Bobby Knight, the great college basketball coach, told me once that when he was recruiting, he not only is looking for great athletes but athletes who have been winners.
Well, if you were a coach looking for a winner, you wouldn't pass up Ryan Grant, now a Gophers linebacker. He played linebacker and defensive back at Eden Prairie High School before going 27-0 as the starting quarterback as a junior and senior, leading the Eagles to Class 5A state titles in 2006 and '07.
Grant, the son of Eden Prairie coach Mike Grant and grandson of former Vikings coach Bud Grant, is battling for a starting middle linebacker position with the Gophers this spring.
Ryan has been around football all his life. He said he rarely got advice from his grandfather about how he was playing, but he did learn other lessons.
"What I learned most from him [about football] was the stories he would tell about the great players he had coached and played with, and just the traits and characteristics that those players had," Ryan said. "I tried to act like them, because he said this is why they were great. So if I wanted to be good, too, I should play like them."
Great playing for dad
Ryan said it was really enjoyable to spend time every day at practice with his dad. And to be a quarterback with your dad calling the plays was also unique.
"We got along really well on the field," Ryan said. "Just honestly looking back [it was] one of the most special times in my life, just to be able to play football with your dad. We were successful and it was a great time. It's something I'll treasure forever."
In Ryan's senior year, his brother Taylor, now a redshirt freshman wide receiver at North Dakota State, was also on the team.
"We rode to school together in the morning and rode home together after practice," Ryan said. "You don't realize how special that is until now I'm in college and I hardly ever get to see my brother anymore, and I see my dad maybe every other weekend or something."
After being the star quarterback on championship high school teams, how does he like playing linebacker?
"You know the quarterback is a special position, but getting to play [middle] linebacker -- I enjoy it because in a lot of ways it's like playing quarterback on the defense," Ryan said. "You've got to make a lot of checks and calls. But it's definitely a huge difference from when at quarterback, you're trying to avoid all the hits and then you come to defense, and linebacker especially, you're trying to give out the hits. It took me awhile to get used to that."

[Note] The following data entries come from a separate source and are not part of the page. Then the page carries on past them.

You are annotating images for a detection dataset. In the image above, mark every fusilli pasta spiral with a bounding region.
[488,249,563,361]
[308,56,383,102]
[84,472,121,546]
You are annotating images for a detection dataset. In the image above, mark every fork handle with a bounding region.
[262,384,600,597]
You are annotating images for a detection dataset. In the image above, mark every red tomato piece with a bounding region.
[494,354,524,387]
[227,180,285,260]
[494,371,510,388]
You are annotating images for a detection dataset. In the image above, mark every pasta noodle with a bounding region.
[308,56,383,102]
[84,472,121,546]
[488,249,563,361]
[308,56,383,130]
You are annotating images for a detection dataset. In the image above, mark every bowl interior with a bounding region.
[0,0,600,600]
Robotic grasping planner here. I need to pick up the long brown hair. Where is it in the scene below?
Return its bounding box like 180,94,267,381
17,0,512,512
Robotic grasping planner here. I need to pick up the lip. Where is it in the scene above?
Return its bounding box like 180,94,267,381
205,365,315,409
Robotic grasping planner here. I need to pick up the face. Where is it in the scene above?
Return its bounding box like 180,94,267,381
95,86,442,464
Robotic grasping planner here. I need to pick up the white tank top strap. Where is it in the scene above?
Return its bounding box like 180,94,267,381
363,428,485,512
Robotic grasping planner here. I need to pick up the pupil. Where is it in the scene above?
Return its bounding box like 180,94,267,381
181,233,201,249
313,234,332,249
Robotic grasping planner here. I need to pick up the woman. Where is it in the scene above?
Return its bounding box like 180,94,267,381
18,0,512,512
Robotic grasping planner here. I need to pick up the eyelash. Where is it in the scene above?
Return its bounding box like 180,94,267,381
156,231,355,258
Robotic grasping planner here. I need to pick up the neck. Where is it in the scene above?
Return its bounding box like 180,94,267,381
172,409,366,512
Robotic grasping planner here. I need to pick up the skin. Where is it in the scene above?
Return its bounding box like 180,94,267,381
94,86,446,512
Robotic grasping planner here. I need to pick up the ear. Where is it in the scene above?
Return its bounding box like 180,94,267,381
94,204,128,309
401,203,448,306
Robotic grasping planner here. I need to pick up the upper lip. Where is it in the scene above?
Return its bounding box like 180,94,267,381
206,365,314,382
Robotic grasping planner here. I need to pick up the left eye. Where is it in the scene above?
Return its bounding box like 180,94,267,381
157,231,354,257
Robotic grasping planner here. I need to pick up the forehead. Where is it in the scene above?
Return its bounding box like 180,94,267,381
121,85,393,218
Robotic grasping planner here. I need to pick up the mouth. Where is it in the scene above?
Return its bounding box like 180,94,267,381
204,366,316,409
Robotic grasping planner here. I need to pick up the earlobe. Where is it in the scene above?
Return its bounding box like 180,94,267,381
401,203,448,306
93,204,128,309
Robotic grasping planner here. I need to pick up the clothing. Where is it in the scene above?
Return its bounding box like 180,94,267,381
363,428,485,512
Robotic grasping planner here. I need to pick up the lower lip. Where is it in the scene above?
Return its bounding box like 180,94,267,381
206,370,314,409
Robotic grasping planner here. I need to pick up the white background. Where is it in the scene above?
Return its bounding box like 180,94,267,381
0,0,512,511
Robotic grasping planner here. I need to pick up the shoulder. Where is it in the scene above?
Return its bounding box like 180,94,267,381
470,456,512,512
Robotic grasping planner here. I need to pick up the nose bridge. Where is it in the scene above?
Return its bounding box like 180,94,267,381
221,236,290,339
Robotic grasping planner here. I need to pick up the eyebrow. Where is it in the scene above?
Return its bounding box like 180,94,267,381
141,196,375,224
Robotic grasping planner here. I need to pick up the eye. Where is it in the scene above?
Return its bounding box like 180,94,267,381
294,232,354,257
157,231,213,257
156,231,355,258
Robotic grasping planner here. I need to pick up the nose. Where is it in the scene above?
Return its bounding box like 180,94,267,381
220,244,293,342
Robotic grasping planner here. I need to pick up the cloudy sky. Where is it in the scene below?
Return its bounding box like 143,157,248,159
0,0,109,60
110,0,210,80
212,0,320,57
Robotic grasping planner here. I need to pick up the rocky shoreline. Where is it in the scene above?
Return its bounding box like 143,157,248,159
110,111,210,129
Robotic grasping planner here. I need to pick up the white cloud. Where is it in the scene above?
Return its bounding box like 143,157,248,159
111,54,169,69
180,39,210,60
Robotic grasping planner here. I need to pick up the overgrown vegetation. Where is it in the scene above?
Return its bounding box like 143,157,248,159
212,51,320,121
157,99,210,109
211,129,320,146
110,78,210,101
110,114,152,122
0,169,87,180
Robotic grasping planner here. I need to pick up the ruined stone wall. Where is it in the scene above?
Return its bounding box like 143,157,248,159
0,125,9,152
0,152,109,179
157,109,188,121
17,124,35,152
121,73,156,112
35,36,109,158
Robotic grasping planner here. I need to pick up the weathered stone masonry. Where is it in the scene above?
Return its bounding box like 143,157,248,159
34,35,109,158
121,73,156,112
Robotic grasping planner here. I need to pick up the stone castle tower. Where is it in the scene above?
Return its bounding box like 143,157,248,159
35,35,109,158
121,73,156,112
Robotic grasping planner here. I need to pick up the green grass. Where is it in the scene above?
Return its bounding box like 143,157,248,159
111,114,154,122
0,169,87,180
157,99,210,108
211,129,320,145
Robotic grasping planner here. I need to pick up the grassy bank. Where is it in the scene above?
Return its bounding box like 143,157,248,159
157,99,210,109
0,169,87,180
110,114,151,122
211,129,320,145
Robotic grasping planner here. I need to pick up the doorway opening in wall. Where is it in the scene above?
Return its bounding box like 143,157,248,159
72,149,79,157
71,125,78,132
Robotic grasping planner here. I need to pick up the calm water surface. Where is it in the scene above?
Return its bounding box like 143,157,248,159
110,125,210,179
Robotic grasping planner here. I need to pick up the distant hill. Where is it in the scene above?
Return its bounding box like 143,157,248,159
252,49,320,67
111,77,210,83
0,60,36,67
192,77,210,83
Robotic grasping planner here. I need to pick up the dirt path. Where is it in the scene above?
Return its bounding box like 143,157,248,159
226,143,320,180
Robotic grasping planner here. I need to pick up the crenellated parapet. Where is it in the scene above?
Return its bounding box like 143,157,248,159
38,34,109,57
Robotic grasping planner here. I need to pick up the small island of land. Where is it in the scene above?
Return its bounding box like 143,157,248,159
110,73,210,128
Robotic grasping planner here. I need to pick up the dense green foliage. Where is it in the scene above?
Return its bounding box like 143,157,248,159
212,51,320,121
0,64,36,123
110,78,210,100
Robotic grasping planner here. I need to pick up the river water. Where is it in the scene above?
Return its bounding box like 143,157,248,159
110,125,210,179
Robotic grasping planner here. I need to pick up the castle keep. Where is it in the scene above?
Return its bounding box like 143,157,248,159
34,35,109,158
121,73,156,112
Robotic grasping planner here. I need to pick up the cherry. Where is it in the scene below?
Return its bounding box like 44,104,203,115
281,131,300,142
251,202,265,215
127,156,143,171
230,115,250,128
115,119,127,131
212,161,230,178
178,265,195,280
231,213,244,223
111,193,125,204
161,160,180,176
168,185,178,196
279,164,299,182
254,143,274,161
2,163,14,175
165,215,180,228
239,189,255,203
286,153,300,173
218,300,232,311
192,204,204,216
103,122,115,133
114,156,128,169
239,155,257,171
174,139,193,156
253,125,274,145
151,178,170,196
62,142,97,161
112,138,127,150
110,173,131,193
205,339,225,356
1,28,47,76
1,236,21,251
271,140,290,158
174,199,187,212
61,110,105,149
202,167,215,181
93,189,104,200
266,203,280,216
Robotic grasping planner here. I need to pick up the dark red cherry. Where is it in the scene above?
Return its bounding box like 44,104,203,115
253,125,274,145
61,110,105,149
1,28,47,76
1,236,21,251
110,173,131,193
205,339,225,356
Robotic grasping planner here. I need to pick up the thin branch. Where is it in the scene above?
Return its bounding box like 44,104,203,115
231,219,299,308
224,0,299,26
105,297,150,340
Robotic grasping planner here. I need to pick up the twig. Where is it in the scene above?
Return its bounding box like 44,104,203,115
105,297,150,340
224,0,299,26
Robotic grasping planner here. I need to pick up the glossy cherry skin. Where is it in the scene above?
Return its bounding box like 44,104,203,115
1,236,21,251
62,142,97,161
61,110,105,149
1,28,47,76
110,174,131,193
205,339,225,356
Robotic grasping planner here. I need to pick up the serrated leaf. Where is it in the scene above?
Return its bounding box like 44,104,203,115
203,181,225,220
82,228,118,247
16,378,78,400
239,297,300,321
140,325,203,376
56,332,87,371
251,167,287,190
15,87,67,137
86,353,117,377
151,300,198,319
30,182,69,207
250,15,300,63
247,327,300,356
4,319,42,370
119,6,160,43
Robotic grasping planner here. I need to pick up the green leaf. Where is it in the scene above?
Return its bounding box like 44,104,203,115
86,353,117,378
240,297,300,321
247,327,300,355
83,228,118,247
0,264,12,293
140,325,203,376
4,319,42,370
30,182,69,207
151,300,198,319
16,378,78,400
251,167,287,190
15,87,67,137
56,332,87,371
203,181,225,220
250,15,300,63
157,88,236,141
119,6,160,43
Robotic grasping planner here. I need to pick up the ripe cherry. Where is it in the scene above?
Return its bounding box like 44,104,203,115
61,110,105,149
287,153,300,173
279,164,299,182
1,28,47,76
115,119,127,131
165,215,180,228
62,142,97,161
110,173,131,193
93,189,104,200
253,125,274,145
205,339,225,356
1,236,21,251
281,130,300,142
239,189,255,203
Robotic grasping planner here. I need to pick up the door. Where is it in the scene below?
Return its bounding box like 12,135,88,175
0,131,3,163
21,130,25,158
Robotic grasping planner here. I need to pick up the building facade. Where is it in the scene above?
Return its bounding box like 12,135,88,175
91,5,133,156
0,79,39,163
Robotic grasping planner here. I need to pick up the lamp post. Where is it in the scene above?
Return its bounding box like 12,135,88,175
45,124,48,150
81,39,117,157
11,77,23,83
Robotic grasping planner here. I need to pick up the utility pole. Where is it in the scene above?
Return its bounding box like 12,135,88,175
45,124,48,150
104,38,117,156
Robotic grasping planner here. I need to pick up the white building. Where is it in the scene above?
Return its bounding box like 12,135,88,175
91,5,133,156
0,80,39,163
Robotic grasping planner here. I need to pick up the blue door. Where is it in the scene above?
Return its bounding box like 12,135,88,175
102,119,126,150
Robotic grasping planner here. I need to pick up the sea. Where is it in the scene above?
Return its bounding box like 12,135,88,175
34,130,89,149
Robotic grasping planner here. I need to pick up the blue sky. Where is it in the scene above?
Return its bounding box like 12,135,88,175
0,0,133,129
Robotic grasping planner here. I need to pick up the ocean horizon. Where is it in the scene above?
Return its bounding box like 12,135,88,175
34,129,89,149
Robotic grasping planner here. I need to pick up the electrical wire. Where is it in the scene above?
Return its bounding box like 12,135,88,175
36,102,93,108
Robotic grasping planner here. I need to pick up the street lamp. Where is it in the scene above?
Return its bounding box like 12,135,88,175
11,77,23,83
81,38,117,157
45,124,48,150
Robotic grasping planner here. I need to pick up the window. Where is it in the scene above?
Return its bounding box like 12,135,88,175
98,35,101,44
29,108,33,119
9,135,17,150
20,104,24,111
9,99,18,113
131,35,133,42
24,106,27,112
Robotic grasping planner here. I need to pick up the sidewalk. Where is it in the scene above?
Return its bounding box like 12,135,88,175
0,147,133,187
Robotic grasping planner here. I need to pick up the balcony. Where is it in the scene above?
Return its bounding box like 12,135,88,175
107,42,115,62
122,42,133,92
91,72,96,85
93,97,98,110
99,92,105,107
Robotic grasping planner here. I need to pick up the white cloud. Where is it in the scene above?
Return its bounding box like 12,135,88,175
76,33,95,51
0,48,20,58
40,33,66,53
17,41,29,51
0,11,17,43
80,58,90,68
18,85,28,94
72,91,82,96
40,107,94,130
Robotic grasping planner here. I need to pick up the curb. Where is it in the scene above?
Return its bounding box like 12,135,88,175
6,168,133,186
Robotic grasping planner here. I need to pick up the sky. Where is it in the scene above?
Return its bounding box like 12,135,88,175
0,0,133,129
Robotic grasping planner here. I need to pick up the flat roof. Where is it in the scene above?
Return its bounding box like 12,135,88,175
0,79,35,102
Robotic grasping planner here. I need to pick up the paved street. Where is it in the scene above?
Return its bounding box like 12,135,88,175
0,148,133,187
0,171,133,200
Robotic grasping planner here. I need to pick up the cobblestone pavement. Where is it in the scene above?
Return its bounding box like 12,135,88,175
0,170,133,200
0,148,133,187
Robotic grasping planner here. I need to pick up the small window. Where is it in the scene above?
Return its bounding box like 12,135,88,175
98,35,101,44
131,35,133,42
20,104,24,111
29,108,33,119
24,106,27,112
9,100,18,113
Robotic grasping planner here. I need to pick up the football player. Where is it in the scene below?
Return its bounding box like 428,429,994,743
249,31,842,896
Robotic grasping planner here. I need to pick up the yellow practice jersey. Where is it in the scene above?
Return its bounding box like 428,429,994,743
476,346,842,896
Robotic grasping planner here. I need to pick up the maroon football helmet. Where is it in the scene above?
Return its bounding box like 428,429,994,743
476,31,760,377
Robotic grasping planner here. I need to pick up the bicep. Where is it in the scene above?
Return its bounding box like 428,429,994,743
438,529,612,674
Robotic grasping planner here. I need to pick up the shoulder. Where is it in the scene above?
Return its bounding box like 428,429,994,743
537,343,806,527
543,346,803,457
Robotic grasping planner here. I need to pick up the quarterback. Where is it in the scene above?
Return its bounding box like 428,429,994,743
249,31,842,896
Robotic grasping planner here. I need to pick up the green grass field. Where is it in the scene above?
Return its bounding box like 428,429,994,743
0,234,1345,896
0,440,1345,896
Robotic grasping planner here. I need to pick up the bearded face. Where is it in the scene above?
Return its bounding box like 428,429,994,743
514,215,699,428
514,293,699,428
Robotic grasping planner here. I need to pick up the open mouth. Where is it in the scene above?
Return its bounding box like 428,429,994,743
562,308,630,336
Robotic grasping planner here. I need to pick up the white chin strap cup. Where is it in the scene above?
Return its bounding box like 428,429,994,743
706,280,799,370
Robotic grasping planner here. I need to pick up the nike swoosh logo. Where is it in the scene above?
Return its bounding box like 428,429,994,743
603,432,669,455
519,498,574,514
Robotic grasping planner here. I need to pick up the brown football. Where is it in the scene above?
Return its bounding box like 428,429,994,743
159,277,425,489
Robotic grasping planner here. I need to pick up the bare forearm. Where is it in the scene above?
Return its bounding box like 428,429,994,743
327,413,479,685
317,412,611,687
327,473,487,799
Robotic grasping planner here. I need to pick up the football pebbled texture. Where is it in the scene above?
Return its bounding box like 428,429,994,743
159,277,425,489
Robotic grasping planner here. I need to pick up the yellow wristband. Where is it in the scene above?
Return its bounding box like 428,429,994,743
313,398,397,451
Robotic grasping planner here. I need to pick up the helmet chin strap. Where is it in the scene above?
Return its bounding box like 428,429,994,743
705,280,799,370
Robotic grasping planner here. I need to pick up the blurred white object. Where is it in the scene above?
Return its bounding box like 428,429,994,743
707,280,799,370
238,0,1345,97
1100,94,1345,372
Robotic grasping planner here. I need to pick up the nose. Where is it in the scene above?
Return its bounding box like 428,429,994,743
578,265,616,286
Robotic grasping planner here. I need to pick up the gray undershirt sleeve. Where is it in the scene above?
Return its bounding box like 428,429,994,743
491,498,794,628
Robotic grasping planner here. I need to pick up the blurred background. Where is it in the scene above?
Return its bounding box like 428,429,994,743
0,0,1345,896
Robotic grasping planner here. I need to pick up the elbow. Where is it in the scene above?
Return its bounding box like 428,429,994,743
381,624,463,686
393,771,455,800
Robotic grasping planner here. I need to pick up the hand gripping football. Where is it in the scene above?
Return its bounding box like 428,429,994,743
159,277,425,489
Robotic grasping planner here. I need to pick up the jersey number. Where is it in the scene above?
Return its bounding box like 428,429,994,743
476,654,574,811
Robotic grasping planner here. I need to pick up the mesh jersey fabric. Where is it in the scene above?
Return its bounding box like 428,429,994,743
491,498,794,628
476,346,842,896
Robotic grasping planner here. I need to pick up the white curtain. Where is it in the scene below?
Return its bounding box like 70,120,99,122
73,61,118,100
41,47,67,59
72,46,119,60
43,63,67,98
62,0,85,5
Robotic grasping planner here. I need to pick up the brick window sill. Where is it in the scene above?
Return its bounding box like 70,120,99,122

Having spent a lot of time around two great coaches in his family, Ryan was asked how he feels about new Gophers coach Jerry Kill.
"I respect the things he's doing here," Ryan said. "I'm just excited for the season to start and see what we can do this year."
After being a big winner in high school, Grant had to endure nine consecutive losses last year before the Gophers beat Illinois and Iowa to end the season.
"People don't understand, there were a lot of close games in there," he said. "If one or two little things had gone the other way, we would have won, so you almost got this feeling of: 'Oh, something bad is going to happen here at the end of the game and we're going to lose it in the last couple of seconds.' So to win those last two, yeah, I think the players learned a lot about themselves during those games, too. Just the character and that we kept playing at the end. I think it will help a lot this year."
Ryan, who boasts a 3.0 grade-point average, will graduate this fall from the university. But he is a junior in eligibility, so he plans to go to graduate school so he can finish his college football career at Minnesota.
A year ago on April 21, the Twins were 11-4, outscoring their opposition 80-48 and outhitting them 135-128. They didn't lose their 12th game until May 11, to the White Sox.
In the same period this season, they were 6-12, had been outscored 88-54 and outhit 156-142.
A hot Cleveland Indians team, 13-6 after Thursday's 3-2 loss at Kansas City, comes to town this weekend, but recently the Indians have been dominated by the Twins. Minnesota has a 22-14 record against Cleveland since 2009 and has won five in a row and seven of the past eight games against the Central Division leaders.
The Twins might have a hard time continuing this dominance the way they have performed recently.
• Two future Gophers recently played in national all-star basketball games. Joe Coleman of Class 4A champion Hopkins played in the Next All-American Classic in suburban Chicago on April 3 and played well, scoring eight points. Andre Hollins of White Station (Tenn.) High School in Memphisplayed in the Jack Jones Shootout in Miami on April 10 and scored five points.